Turning to the FYS on Asian Immigrants, the next few years will see some large changes regarding the core curriculum at Pepperdine. Next semester may be my last chance to offer this course, which I’d previously taught as a history course. Since I plan to offer Asian American history as an upper-division elective in the new core, I thought of this FYS as an opportunity to do something different before the changes.
Like Great Books V, there are many options for a reading list about the Asian American experience. Or, experiences. The plural is deliberate. Different Asian ethnic groups have experienced certain things in common, including anti-Asian discrimination on the one hand and the model minority stereotype on the other hand. But they came from different countries and carried different backgrounds and experiences. Their initial encounters with American society have also varied in some aspects. Even the experiences of prejudice might be different. Chinese immigrants, for instance, faced the harshest level of discrimination during the nineteenth and early twentieth centuries than their Japanese and South Asian counterparts.
As a result, I compiled a list that indicates the variety of ethnic backgrounds and experiences. It’s also helpful to have a chronological trajectory reflecting the historical waves of Asian immigration. Since this class is for first-year students–and carries three units rather than four for Great Books–there would be less reading than Great Books V. Over last week, I considered the options while weighing various goals in mind. I revised the reading list several times before settling another quartet of novels along with two collections of short stories.
They are scheduled according to the chronological trajectory that I’d used in the history course.
- Ruthian Lum McCunn, Thousand Pieces of Gold (1981), on nineteenth-century Chinese immigrants in the West Coast.
- Toshio Mori, Yokohama, California (1949), a Japanese community during the 1930s and 1940s.
- Kim Ronyoung, Clay Walls (1987), Korean immigrants from the 1920s to the 1950s in Los Angeles.
- Carlos Bulosan, America Is in the Heart (1946), immigrants from the Philippines in the West Coast from the 1920s to the 1940s. This semi-autobiographical novel is the longest by far on this list.
- Jhumpa Lahiri, Interpreter of Maladies (1999), immigrants from India living in the Northeast.
- Ocean Vuong, On Earth We’re Briefly Gorgeous (2019), refugees and immigrants from Vietnam in the Northeast and Midwest.

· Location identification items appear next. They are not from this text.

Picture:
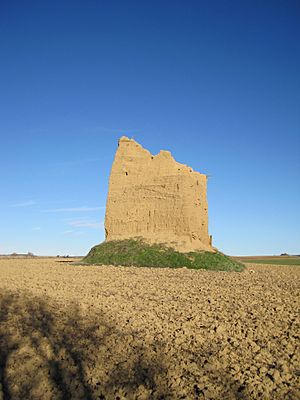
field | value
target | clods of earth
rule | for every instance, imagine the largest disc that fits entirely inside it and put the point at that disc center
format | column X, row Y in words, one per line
column 88, row 332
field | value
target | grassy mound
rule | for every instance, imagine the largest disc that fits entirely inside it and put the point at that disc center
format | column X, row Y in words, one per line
column 137, row 253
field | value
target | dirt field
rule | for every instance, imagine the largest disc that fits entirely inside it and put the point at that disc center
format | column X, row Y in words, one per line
column 77, row 332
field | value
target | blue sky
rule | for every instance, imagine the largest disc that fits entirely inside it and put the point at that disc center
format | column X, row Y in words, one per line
column 215, row 82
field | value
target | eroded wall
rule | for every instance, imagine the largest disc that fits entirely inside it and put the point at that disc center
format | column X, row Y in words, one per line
column 156, row 198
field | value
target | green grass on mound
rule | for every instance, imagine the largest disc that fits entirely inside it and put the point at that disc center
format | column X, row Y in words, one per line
column 137, row 253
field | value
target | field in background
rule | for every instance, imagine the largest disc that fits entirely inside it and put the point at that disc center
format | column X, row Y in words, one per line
column 104, row 332
column 277, row 260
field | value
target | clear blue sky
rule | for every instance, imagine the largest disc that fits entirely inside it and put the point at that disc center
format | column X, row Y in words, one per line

There are other works worthy of inclusion such as Younghill Kang, East Goes West (1937); John Okada, No-No Boy (1957); Louis Chu, Eat a Bowl of Tea (1961); and Amy Tan, The Joy Luck Club (1989). They tend to be longer, which, again, played a role in my final decisions.
In all, there will be nine novels and two collections of short stories in these two courses during next fall. Over this summer, I will be rereading them alongside a good deal of scholarship about them. As I was about to complete the syllabi, I came across a nice quotation about reading literary fiction from, of all places, the Harvard Business Review. Well, it actually makes sense since this quotation is about potential employers of college graduates. I have inserted this quotation on the first page of the syllabus. Will it motivate the kids to read well? I hope so but, again, we shall see.
First, though, is a complete break from all things related to teaching.